Ever since I changed jobs though I haven’t been able to read as much as I did when I was on the Halsted 8 every day. So whenever I do find myself on a train or a bus or an airplane traveling somewhere, I savor the time I get to just shut up and bury my consciousness in a book.

This morning, I was able to do just that when I flew to Orlando, Florida to take part in a race this weekend. For five hours — as I rode the Blue Line to the airport, and waited at my gate, and flew in my plane to Florida — I immersed myself in The Oregon Trail by Rinker Buck. It’s the best travelogue I’ve read since a professor assigned me Rough It by Mark Twain, and it’s just as funny.

The memoir tells the story of a man who, after a mid-life crisis, does what no other man has decided to do since the turn of the 20th century: To travel the Oregon Trail via wagon and mules. Joining him was his brother Nick Buck (the best team riders of his generation) and his Jack Russel Terrier, Olive Oyl. It’s a story filled with humor and peril interwoven with the poignant yet fascinating history of the Oregon Trail — and how it laid the foundation for our country today.

While I enjoyed the book immensely, one thing I couldn’t stop shaking throughout the story was how much privilege laid within the very backbone of it all. This was a man who could afford to leave his life behind to set off on a picaresque journey across America on an honest-to-god wagon. He didn’t have to worry about money, well-being, or reputation. He just could upend everything to jettison his lifestyle back to the 19th century.

While on the other side of the page, there I was flying to Orlando, Florida for the weekend so I could run in two races at fucking Disney World (races I paid hundreds for, mind you).
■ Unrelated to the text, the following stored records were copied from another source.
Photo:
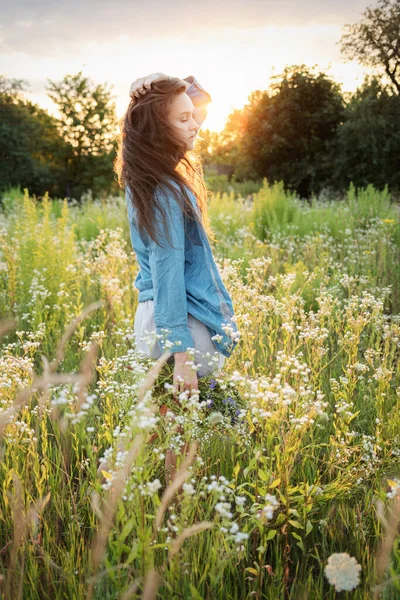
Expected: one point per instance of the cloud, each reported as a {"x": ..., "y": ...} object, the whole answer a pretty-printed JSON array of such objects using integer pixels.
[{"x": 61, "y": 29}]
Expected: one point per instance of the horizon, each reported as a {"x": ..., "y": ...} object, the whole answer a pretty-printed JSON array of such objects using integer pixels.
[{"x": 231, "y": 52}]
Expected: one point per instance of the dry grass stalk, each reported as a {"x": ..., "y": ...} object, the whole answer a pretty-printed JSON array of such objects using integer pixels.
[
  {"x": 174, "y": 486},
  {"x": 120, "y": 479},
  {"x": 151, "y": 585},
  {"x": 188, "y": 532},
  {"x": 6, "y": 326},
  {"x": 69, "y": 332},
  {"x": 50, "y": 377},
  {"x": 131, "y": 590},
  {"x": 385, "y": 549},
  {"x": 21, "y": 521}
]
It got me to thinking about how much genealogy and the practice ancestry research is a hobby of the privilege. In between the genetic testing kits, the paid data bases, and subscriptions to ancestral records, you quickly find that this is only a hobby for those who can afford it.

This isn’t to fault Rinker Buck or amateur genealogists for doing what they love — quite the opposite. I think that if you have the opportunity to do the things you want to do (whether it be travel the Oregon Trail in a wagon or try to find what church your great-great-great-great-uncle was baptized in), you should abso-fucking-lutely do it if the spirit compels you.
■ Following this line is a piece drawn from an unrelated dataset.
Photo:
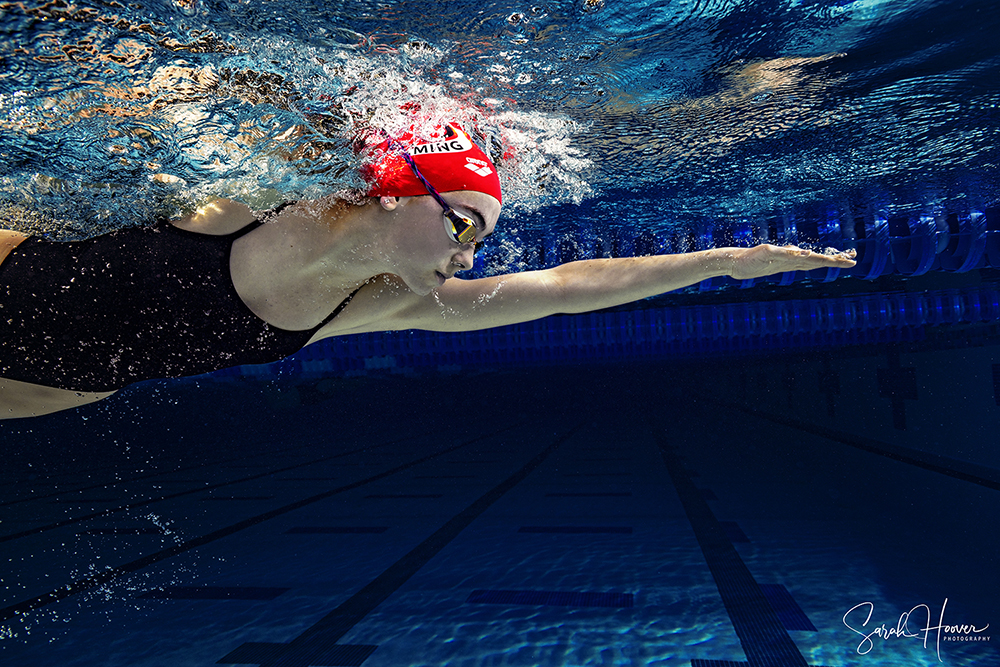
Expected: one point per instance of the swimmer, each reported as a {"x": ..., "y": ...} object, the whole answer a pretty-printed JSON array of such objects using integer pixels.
[{"x": 224, "y": 286}]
That said…it feels weird doesn’t it? That there might be people out there who want to do the exact same thing that you’re doing but might, in all likelihood, never be able to do it due to class, race, or whatever else. It makes me want to do something about it.

I’ve never met Rinker Buck, but I’m sure if he could, he’d try to share all the wonders of the Oregon Trail to anyone who wanted it. I’d like to be able to do the same with genealogy. It’s a beautiful thing, and it’d just be damn selfish if I kept it from others. So if you’re reading this and you’ve wanted to find out a little bit more about yourself or your family or where you come from, drop me a line. I’ll get back to you and try to help you the best I can.

Because whether you’re on a trail to Oregon or trying to find out who your grandfather is, you’re going to need all the help you can get.